Since Shkedy took the airline’s helm in 2010, it has registered a loss of $17.4 million and its share price has fallen 38 percent, according to Globes, though the company swung back into profitability in the first three quarters of the year, posting a $29m. profit.
El Al stock closed up 1.28% following the announcement.
Shkedy said he regretted that he was unable to complete a new labor agreement, a requirement for a major investment from investment firm FIMI. “El Al must reduce its spending for the good of its people’s and passengers’ future if it wants to continue growing, to be competitive and able to cope in the aviation industry, which is volatile and challenging.”
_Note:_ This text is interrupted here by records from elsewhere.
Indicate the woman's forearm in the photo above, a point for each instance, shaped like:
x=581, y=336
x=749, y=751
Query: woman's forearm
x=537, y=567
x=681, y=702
Losing the $75 million FIMI in October was one of the major blights on Shkedy’s resumé, and likely influenced his decision to leave.
“On some level there was internal criticism from the board that Shkedy didn’t do enough to get FIMI on board and try to push for an agreement with the union,” an airline industry source told The Jerusalem Post. “When you can’t bring in a big investor – and FIMI is one of the most serious investment houses tied to Israel – it doesn’t bode well.”
Shkedy may have taken the opportunity to exit before any explicit pressure built up for his ouster, but El Al’s chairman of the board, Amikam Cohen, cast aside any notions of an internal coup.
“The board regretfully accepted Shkedy’s announcement on his decision to end his role and added that Shkedy’s special personality, management and contributions to the El Al company deserved special appreciation, and were expressed in every work area in a very complex and challenging company,” he said.
Shkedy said that during his tenure, the airline had initiated purchases and reconfigurations that would increase its fleet by 20%, increased club membership, changed its fueling policy and reduced security costs. El Al won great government support for its security spending during an April strike over the approval of Open Skies Agreement.
Just a week earlier, El Al launched a low-cost carrier called Up to compete with the increasing numbers of cheap flights coming in from Europe as a result of the Open Skies Agreement.
Serious challenges await whoever is chosen to replace Shkedy. His successor will need to work out how to cut costs and streamline the company’s management and workforce, and decide whether to change its Shabbat no-flight policy to increase its flights.
Shkedy said he would remain on in the position until his successor is chosen.